I listened to a great podcast today with Arleen over at Fountains of Carrots and I’m not a podcast listener but I’m an unashamed Arleen Spenceley fangirl so I listened to this one, and during it she dropped this line and I just loved it:
Chastity teaches us self-control. Vocations, when we follow God’s will in our life, teaches us self-giving and giving our lives back to God. Our lives are not our own, we were created with infinite value and specific purpose. Chastity helps to drown all of the noise and static to focus on the good and the important so we can know our true calling and purpose.
Chastity is the reason that some of us, even in our late 20s, are okay being single. Chastity is the reason that not being in a relationship is not a problem. I’ve met people my age or older who don’t know how to exist when not in a relationship and their entire life purpose is finding a boyfriend or “getting laid” and don’t understand why I don’t have the same desperation. Chastity makes your life more than just your sex drive. It helps you find a life that fills you, it helps you develop deep, intimate friendships, it helps you build a community.

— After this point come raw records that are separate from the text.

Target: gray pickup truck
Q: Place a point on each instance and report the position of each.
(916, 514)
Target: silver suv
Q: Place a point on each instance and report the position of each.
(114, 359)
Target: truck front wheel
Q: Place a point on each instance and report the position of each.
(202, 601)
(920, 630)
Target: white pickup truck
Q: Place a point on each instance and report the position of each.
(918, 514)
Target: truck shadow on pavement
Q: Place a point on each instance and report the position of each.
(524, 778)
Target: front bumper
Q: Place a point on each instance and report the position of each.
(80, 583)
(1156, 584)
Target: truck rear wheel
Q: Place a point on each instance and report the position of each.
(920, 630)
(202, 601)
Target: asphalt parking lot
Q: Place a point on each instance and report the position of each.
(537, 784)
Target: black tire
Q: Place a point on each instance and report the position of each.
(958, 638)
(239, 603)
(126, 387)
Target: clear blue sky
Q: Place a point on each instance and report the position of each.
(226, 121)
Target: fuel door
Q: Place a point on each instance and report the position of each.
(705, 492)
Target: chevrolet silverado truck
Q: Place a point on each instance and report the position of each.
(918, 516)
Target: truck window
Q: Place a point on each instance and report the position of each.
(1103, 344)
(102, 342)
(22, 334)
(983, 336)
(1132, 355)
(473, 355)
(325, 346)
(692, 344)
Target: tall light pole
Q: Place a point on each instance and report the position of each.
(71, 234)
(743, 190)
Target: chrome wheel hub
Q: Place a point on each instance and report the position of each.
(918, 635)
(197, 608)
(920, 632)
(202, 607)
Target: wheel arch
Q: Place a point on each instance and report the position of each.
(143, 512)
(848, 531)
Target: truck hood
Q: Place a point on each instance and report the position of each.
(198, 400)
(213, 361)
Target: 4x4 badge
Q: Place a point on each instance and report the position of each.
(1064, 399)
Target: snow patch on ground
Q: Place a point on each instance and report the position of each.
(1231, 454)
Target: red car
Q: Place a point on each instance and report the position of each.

More importantly, chastity, like modesty, help men and women be friends without expectations. Romantic relationships can grow out of chaste friendships but chastity is more than sex. Chastity is about life-affirming, life-sustaining, life-giving love. And in the society we live today, it’s a message more women and men need to hear.
Chastity is a message that more people need to hear and that is why I’m so happy this book exists and I’m so glad it’s accessible to everyone. It’s not lofty or condescending, it’s a quick and easy read (took me less than 24 hours to read it) but it doesn’t sugar coat or hide the truth and that’s why it is important.